Gros poisson conceptuel donc... Ces informations permettent de conclure qu'en forgeant ce mot Freud renvoie bien à ce qui se trouverait derrière la psyché - ou au-delà.
Vers 60 avant l'ère commune, Andronicos de Rhodes, onzième successeur d'Aristote, classe thématiquement l'oeuvre complète de son maître : l'histoire des animaux et la théorie du ciel, la politique et l'éthique, la logique et la poétique, la physique et la rhétorique, etc. Une fois l'ensemble de la production rangé, reste un texte inclassable et inclassé qu'il installe après la physique : meta physis...

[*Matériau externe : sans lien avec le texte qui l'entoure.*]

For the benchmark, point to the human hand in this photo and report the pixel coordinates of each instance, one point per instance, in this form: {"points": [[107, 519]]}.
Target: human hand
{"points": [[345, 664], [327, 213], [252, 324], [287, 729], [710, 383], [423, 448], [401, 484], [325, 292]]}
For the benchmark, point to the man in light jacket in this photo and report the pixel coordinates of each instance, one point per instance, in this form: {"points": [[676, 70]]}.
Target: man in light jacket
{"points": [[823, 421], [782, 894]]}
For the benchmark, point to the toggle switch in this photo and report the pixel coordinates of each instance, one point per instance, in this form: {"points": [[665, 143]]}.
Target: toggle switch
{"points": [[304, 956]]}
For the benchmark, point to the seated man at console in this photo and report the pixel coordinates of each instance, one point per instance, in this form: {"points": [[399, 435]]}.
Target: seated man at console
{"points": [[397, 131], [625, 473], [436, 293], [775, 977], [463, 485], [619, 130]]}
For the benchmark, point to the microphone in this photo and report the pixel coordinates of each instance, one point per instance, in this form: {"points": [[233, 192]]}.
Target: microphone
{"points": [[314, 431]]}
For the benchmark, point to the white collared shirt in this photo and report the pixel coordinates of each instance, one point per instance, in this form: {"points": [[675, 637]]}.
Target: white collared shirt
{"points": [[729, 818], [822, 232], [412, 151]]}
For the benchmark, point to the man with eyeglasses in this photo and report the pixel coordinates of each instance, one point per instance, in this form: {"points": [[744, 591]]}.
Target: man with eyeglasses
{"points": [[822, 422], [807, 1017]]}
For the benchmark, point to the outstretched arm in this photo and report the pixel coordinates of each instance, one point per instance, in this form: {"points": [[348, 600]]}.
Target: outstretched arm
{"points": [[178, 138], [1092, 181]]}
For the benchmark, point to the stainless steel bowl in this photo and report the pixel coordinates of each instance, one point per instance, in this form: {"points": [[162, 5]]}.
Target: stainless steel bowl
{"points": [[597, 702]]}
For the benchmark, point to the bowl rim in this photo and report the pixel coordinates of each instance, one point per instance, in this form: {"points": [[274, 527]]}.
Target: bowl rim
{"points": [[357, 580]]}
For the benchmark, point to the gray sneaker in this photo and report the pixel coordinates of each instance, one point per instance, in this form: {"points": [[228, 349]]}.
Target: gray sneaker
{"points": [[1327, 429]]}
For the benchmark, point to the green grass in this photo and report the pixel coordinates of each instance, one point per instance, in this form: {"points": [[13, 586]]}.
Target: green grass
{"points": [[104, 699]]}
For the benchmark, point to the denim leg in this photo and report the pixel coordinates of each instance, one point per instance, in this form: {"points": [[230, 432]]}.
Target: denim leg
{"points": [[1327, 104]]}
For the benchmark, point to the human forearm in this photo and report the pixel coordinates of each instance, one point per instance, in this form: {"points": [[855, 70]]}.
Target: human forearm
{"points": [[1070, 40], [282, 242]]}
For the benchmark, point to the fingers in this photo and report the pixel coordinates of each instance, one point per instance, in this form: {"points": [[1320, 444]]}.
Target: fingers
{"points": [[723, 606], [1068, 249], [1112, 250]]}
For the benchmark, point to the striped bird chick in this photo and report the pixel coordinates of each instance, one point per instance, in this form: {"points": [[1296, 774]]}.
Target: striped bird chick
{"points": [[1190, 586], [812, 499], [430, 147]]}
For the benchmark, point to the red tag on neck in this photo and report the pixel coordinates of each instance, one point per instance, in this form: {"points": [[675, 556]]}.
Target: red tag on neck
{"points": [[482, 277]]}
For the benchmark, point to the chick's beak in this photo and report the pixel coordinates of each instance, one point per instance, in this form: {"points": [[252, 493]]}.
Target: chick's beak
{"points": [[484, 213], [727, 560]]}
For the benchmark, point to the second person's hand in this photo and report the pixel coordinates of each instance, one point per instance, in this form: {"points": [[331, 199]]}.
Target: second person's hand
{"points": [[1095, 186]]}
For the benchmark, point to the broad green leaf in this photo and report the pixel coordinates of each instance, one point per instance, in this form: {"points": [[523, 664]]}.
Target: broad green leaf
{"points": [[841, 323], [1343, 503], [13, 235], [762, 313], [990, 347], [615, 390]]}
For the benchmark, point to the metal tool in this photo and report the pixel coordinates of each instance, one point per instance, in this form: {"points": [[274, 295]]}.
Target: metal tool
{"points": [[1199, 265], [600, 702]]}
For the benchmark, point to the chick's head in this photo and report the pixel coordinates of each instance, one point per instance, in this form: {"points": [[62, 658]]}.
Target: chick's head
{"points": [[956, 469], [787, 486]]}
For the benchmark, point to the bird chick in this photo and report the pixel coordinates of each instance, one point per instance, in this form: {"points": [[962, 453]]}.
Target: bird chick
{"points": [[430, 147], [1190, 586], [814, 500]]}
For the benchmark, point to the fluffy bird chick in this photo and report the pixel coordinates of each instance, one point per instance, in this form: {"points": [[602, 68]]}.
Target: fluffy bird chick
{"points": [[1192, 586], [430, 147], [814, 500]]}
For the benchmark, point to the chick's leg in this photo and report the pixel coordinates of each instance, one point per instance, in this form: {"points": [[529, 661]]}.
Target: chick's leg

Au-delà de la petite histoire, retenons que la métaphysique nomme la discipline qui suit immédiatement la physique, la science de la nature. Derrière la nature, il y aurait donc autre chose, un au-delà, un arrière-monde dirait Nietzsche. En créant le néologisme métapsychologie, Freud n'a pas pu ne pas penser à la métaphysique comme discipline de l'au-delà de la physique. La métapsychologie enseigne donc un au-delà de la psychologie.
Je ne peux m'empêcher de mettre en relation métapsychologie et parapsychologie... Freud lui-même ne récuse pas la parapsychologie ou l'occultisme. Lui qui manifestait des comportements superstitieux, pratiquait les rites de conjuration, souscrivait à la numérologie, avouait pratiquer la télépathie avec sa fille, écrivait à Eduardo Weiss le 8 mai 1932 : "Qu'un psychanalyste évite de prendre parti publiquement sur la question de l'occultisme est une mesure d'ordre purement pratique et temporaire uniquement (sic), qui ne constitue nullement l'expression d'un principe"... On aura bien lu : précaution temporaire et non question d'incompatibilité doctrinale.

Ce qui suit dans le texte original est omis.